Hollywood Confidential

Soderbergh gives an avant-garde spin to familiar material.

FULL FRONTAL

directed by Steven Soderbergh

with Julia Roberts, Blair Underwood, David Hyde Pierce, and Catherine Keener

opens August 2 at Guild 45

Considerably less revealing than its title implies (Julia Roberts fans, leave your trench coats at home), Full Frontal chiefly represents Steven Soderbergh’s needless addition to a minor new millennial genre of prickly, self-reflexive Hollywood relationship pictures. As in Time Code (better) and The Anniversary Party (worse), Frontal peeks through keyholes to reveal frazzled stars, wanna-bes, and nobodies whose messy lives bear no relation to big-screen perfection. Captured up close with supposedly daring digital video candor, this perspective is less avant-garde than Tinsel Town soap opera.

Don’t get me wrong—soap operas can be fun to watch, and Frontal essentially doubles that fun with a movie-within-a-movie device (hence the avant-garde part). Frontal begins with a deliberately confusing collage of voices and head shots—actors auditioning for a movie?—then proceeds to the credit sequence for a film called Rendezvous. (Pay attention to these credits to help keep track of the names of characters to come.)

A glossy conventional melodrama, Rendezvous concerns a wary actor (Nicholas) gradually falling for the aloof journalist (Catherine) writing a magazine story on him. Nicholas is played by Calvin (Blair Underwood), and Catherine by Francesca (Julia Roberts).

Briskly alternating with scenes from Rendezvous is a kind of “making-of” documentary, rendered in v鲩t魳tyle digital video. This is where the inside-Hollywood stuff begins. Among the sundry characters are Rendezvous‘ screenwriters: journalist Carl (David Hyde Pierce), who’s married to Lee (Catherine Keener), and Arty (Enrico Colantoni), who’s also directing Carl’s play. Meanwhile, Lee’s sad-sack sister Linda (Mary McCormack) goes about her unhappy routine as a hotel masseuse. After the course of one very long, stressful Friday, most everyone will converge at the 40th birthday party of Rendezvous producer Gus (David Duchovny).

As with Traffic‘s color-coded sections, these two different worlds have completely different looks. Soderbergh—a fan of the reality-TV show Cops—plays with an audience predisposition to believe that the polished 35mm film is false and the gritty DV true. But don’t be so sure about that distinction.

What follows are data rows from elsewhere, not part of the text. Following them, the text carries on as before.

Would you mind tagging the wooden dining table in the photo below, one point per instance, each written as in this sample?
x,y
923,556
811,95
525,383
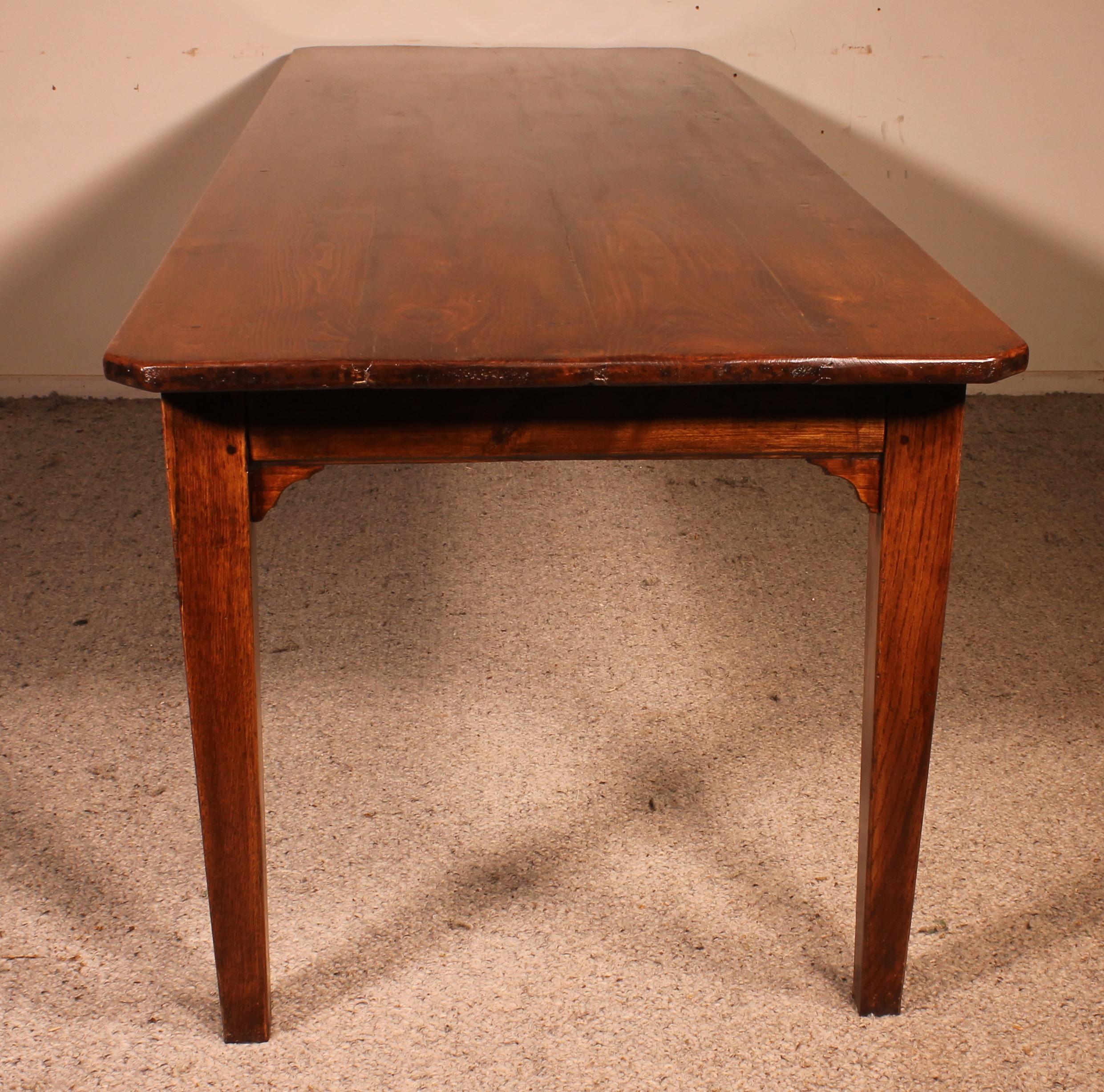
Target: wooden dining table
x,y
437,254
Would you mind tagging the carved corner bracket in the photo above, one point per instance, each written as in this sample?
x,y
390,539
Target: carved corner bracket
x,y
864,472
267,481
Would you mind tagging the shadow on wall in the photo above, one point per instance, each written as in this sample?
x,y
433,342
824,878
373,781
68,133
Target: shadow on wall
x,y
69,288
1052,297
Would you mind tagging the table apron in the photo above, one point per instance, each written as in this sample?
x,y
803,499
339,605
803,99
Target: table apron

Frontal is an experimental film—with a script by Coleman Hough based on her play—that restates the movies’ eternal appearance-reality conundrum (it’s all fake!).

Hardly an academic exercise, Frontal gives its performers meaty material for the chewing. As usual, Soderbergh does his own camera work and gets up close to his subjects, using long, actor-friendly takes. The effect is a kind of Cassavetes indulgence, abetted by 10 somewhat tongue-in-cheek rules Soderbergh gave his cast (call them Dogma 2002). Samples: “Improvisation will be encouraged” and “You will have fun whether you want to or not,” both of which were obviously, gratefully followed.

Having been relegated to a rather stiff, thankless role in Soderbergh’s last effort (Ocean’s 11, where the boys had all the fun), Roberts here gets to play the bitchy prima donna who hectors her personal assistant about the celery in her tuna sandwich. Her role(s) also hint at the insecurities behind her own flighty, well-publicized love life. Underwood shows us the polite, simmering resentment of an actor whose leading-man stature suddenly shrinks, distorted by the lens, when he’s partnered with Brad Pitt (as himself) in a routine cop flick.

In addition to Roberts and Pitt, Soderbergh reaches back into his repertory company for Terence Stamp (both in and out of character from The Limey) and Nicky Katt, who improvises madly as an actor cast in Carl’s play, The Sound and the Fhrer. (“I’m taking a swim in Lake Me!” he raves.)

The twitchy, distracted Hyde Pierce provides the film’s emotional center as a weak but decent man whose career suddenly hinges on how he drinks his beer. (Glass or bottle?!? He knows his job’s on the line but can’t decide which way to guess.) Carl gets no more respect from his wife, whom Keener plays as a pull- out-the-stops nutcase. The corporate HR director displaces her own self-hatred by humiliating her exit-interview firees, bombarding them with random questions and a beach ball.

All this L.A. neurosis and neediness might seem headed for catastrophe, as in Time Code, Anniversary Party, or Short Cuts, and Frontal does set you up for the big earthquake, shooting, or car crash—then concludes with a different kind of jolt. It certainly doesn’t pack the Goddardian wallop Frontal fancies, but in a content-free summer of multiplex fodder, the movie still comes as a bracing slap against convention.